ByteTrack: Multi-Object Tracking by Associating Every Detection Box

Souvik Mandal
August 8, 2022

ByteTrack is a multi-object tracking algorithm. As of writing this blog, it is the SOTA on MOT17 and MOT20 datasets.

MOTA and FPS comparisons of different trackers (credits: ByteTrack paper)

To completely understand this paper we will divide this post into the following sections:

Multi-Object Tracking (MOT)
ByteTrack algorithm and implementation
Results

Multi-Object Tracking

Multi-object tracking (MOT) aims at estimating bounding boxes and identities of objects in videos. A simple tracking algorithm can involve the following steps.

First, we detect the bounding boxes for all the objects (here we are only detecting persons in the image) in all the frames. In the image below, we have three frames and bounding boxes for all the persons highlighted in yellow, and the corresponding confidence threshold is mentioned at the top. Here we use an object detection algorithm to get the bounding box coordinates in all the frames.

Detection across frames (image credits: ByteTrack paper).

Next, we use some algorithms like ByteTrack to associate these detection boxes across frames. In the image below, after applying the tracking algorithm we assign a tracking id to each object (persons). Here, objects with the same tracking ids are shown in the same color.

BBox association result (image credit: ByteTrack paper).

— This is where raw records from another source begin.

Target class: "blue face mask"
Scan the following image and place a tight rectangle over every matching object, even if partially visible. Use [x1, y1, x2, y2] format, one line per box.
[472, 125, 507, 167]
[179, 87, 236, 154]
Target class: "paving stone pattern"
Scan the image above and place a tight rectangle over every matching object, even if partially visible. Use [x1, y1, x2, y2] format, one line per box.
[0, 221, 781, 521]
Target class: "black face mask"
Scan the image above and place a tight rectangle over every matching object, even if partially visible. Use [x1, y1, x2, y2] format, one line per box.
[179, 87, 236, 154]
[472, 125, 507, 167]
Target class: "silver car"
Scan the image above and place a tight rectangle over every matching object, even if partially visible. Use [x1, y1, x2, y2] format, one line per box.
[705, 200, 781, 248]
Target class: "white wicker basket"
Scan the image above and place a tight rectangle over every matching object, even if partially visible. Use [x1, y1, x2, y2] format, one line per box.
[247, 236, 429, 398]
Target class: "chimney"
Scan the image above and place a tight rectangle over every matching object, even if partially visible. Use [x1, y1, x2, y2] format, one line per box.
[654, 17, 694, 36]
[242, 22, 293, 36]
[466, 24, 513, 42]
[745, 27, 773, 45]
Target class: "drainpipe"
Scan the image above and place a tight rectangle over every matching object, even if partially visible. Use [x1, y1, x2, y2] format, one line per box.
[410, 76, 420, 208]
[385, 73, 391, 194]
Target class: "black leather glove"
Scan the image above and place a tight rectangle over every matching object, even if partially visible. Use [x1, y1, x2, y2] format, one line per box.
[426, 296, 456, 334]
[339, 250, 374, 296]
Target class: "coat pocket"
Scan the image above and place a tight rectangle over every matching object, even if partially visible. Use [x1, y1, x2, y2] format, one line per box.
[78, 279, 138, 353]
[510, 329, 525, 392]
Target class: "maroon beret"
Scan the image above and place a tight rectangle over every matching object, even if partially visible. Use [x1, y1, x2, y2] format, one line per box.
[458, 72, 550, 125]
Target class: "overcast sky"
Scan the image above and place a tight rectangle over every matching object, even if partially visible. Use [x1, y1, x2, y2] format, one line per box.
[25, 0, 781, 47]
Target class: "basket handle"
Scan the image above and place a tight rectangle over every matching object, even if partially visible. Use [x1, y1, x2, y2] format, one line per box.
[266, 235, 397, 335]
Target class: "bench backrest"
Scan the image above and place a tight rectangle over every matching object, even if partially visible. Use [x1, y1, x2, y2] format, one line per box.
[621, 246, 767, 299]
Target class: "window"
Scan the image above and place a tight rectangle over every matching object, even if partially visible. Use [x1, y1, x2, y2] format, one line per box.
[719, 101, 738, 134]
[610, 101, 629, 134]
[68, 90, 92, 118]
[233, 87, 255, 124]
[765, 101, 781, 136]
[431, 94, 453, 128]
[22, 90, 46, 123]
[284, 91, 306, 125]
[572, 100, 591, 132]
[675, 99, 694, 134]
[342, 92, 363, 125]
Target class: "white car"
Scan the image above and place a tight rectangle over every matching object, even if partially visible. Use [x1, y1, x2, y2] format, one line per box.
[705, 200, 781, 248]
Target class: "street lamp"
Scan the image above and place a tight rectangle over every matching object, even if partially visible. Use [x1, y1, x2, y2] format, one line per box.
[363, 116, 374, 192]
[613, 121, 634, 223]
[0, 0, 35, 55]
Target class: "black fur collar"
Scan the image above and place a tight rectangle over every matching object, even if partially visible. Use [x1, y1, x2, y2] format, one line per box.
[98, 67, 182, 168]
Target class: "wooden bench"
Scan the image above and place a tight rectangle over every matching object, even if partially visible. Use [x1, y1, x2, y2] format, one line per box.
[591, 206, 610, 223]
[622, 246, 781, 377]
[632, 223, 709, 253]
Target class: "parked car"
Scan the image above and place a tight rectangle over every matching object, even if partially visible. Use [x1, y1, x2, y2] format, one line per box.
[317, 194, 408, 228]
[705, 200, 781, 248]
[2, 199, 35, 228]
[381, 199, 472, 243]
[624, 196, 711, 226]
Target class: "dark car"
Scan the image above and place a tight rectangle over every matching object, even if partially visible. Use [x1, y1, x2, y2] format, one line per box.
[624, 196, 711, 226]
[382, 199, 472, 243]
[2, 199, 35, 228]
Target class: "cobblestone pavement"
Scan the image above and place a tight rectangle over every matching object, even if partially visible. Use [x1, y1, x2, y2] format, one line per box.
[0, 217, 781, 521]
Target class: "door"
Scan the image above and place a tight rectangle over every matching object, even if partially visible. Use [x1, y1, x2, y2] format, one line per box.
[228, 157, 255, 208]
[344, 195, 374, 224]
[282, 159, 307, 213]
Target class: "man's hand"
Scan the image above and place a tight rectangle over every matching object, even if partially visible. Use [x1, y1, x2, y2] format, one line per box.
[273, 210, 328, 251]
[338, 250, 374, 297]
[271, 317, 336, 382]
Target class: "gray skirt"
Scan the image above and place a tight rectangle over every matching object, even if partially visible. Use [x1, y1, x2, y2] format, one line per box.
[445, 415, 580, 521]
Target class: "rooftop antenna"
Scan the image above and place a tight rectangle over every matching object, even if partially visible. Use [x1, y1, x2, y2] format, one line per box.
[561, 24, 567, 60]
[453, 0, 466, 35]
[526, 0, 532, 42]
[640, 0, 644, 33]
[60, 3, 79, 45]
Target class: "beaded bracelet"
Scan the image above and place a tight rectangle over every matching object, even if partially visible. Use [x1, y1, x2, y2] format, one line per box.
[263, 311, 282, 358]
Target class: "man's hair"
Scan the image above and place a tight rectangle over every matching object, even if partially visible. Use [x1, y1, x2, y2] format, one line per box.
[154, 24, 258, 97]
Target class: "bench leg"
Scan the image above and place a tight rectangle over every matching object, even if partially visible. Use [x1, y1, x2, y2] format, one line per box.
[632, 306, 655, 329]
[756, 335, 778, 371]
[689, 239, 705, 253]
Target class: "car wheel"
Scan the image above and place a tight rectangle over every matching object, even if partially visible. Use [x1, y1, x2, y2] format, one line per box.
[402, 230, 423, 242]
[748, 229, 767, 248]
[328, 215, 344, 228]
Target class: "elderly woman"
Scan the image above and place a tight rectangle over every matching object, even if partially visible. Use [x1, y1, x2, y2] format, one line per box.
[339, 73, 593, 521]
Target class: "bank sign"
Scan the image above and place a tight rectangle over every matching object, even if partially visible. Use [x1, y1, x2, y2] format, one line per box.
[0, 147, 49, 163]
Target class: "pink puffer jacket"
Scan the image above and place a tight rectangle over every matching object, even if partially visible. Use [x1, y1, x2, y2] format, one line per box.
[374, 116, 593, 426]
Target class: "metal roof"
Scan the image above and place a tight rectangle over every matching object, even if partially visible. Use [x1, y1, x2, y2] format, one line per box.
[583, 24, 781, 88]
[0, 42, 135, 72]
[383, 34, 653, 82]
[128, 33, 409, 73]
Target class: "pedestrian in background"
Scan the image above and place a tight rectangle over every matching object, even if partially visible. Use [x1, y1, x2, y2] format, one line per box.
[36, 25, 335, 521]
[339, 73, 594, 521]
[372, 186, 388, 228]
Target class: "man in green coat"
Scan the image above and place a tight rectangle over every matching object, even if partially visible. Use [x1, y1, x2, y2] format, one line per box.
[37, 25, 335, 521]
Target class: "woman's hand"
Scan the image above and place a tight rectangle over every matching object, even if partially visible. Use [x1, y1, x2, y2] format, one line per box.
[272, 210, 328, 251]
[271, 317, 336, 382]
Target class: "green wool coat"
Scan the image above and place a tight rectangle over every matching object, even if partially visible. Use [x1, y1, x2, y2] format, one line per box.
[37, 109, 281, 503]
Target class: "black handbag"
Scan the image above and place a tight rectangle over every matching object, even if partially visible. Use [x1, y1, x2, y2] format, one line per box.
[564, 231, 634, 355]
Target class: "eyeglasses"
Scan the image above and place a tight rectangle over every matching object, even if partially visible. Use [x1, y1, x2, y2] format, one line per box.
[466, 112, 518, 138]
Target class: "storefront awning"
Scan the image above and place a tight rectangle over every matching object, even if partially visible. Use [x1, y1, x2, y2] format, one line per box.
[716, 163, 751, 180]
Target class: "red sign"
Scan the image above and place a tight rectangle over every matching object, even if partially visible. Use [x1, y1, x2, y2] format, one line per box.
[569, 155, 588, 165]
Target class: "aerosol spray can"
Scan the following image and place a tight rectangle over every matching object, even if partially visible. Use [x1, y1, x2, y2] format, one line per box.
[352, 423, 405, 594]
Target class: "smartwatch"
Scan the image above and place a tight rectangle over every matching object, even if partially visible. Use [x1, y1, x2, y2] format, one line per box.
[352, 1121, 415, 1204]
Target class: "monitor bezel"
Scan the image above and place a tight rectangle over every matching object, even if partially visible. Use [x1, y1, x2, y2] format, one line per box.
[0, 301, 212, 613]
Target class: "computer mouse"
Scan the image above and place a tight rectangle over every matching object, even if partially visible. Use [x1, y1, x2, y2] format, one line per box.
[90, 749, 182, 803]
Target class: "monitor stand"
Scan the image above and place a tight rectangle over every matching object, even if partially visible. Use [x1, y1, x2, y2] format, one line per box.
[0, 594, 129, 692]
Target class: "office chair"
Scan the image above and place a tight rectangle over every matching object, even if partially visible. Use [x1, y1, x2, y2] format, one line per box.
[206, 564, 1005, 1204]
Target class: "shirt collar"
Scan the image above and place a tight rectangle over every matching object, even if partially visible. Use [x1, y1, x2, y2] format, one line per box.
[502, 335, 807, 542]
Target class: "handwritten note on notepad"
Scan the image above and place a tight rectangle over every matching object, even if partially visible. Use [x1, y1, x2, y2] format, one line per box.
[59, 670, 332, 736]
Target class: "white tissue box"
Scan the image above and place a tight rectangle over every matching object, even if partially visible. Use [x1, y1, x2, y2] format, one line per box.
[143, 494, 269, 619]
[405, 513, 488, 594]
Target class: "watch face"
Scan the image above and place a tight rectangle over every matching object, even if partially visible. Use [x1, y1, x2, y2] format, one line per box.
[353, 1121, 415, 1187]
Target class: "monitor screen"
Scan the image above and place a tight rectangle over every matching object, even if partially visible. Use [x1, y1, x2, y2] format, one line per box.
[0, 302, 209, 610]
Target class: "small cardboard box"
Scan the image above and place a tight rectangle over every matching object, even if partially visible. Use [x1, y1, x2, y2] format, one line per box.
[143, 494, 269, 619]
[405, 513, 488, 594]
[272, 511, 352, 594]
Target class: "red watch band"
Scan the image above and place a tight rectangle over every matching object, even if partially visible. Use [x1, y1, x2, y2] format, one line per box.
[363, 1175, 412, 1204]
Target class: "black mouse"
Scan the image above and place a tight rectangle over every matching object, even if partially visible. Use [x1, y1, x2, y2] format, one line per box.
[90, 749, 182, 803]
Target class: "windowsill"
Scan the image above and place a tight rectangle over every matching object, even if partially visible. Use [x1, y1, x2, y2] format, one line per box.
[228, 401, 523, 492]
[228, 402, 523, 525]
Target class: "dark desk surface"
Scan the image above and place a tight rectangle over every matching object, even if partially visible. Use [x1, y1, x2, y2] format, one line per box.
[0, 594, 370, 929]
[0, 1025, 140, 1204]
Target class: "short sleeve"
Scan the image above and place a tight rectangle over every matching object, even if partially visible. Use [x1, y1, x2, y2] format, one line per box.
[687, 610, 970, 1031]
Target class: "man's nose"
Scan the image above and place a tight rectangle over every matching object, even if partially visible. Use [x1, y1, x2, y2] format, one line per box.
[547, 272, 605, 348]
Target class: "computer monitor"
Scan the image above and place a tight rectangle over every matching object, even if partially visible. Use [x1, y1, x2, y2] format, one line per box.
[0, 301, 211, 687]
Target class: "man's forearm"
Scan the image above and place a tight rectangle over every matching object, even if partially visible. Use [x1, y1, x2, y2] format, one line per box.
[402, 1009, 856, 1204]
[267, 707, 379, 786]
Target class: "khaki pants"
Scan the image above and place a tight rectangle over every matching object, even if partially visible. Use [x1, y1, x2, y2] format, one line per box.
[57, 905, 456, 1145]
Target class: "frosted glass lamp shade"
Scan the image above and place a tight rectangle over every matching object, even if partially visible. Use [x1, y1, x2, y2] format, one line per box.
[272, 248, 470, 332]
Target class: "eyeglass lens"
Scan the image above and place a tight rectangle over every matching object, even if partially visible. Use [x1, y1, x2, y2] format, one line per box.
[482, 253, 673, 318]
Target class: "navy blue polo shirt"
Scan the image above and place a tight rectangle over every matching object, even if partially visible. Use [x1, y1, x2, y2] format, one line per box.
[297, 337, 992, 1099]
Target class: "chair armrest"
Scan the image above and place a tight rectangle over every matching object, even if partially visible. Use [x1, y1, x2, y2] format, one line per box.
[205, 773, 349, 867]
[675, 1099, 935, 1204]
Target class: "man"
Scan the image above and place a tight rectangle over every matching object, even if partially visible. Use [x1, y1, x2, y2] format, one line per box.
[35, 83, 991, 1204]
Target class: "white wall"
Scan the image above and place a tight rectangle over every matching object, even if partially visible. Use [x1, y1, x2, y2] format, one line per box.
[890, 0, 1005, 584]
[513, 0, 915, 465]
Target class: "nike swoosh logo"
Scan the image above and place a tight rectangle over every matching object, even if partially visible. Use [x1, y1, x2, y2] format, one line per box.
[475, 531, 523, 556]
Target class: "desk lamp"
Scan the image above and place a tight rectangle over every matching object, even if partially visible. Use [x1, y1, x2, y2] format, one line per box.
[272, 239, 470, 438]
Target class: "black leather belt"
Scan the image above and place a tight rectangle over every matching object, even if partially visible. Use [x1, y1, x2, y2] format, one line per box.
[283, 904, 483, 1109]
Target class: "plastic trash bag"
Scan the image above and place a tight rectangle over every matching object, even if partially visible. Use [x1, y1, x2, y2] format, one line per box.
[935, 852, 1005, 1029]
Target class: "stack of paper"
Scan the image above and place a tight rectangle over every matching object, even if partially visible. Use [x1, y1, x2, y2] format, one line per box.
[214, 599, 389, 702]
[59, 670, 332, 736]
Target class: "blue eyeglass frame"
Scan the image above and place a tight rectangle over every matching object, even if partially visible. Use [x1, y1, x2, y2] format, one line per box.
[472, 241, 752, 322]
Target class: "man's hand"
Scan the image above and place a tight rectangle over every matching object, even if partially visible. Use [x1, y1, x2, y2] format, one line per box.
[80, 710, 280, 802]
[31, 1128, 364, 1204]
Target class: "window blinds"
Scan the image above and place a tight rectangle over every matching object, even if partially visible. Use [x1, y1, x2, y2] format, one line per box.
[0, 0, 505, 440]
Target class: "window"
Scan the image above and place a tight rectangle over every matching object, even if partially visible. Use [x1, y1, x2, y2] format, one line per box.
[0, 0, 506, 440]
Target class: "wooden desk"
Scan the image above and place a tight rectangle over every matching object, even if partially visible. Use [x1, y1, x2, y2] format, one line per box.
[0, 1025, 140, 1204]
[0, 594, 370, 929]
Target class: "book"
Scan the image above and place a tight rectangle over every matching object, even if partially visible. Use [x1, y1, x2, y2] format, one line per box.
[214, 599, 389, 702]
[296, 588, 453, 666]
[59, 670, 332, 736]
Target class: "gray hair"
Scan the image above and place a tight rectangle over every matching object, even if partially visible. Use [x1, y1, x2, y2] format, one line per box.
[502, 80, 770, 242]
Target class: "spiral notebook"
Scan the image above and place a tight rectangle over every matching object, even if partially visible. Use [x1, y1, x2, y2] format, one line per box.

Note: There are variations in how different tracking algorithms work than what I have mentioned above. In general, any algorithm which does detection first and then uses that detection result to get tracking ids are called Tracking-by-detection. We will discuss some of those variations later.

I am not going into the details of detection. Let’s assume we are using one of the detection models(Yolov5, YoloX , RetinaNet and so on.) to get the bounding boxes from each frame. Note the official implementation of ByteTrack uses the YoloX model as object-detector.

Now for bounding box association, we can use two logic as follows:

1. IOU Trackers / Location-based trackers

IoU Trackers (image credits: High-Speed Tracking-by-Detection Without Using Image Information paper)

Here, we assume that the video is captured at high FPS. So, between two consecutive frames, there is minimal movement of any objects. Now to associate objects across frames we can just calculate IoU (intersection over union) between detections of two consecutive frames. In the image above, the bounding boxes (they are shown in the same color across frames for the same object) of two objects are shown across frames.

Now if we calculate the IoU of detected bounding boxes, the same objects will have high overlap across frames than two different objects. In the above image, if we take any two consecutive frames the IoU for blue-blue or red-red boxes will be higher than for blue-red boxes. This way if two detected boxes have high IoU in two consecutive frames, we can give the same tracking id (in the image above, objects with the same tracking ids are in the same color).

Note: Detected boxes and bounding boxes are used interchangeably.

2. Feature-based trackers

Here instead of using location information (IoU), we use the features of the detected bounding boxes. We first find the bounding boxes in two frames. Then we calculate the features for each of the bounding boxes.

Then we can use cosine similarity to calculate the similarity of all the boxes from frame 1 to all the boxes from frame 2. We can give two detected boxes the same tracking id if they have a similarity value higher than a threshold and they don’t have any higher similarity matching with another bounding box.

Comparison of location-based and feature-based trackers

Location-based tracker fails when there is movement in-camera because then there might be high relative movement of an object across the frame the IoU value would be 0. In this case, the feature-based method will work because the relative position does not matter here.

If the detection algorithm has a low recall, then there will be objects which will be missed by the detector and if the detector fails for the same object continuously then when it will be detected again it might not have positive IoU with the last detected instance of this object in the previous frame.

Feature-based methods work fine with models with low recall. Here instead of checking one of the previous frames for matches, we can check some N numbers of the previous frames, so that even if the model does not detect an object in some of the frames when it detects the object again we have some old history to assign the same tracking id instead of a new one.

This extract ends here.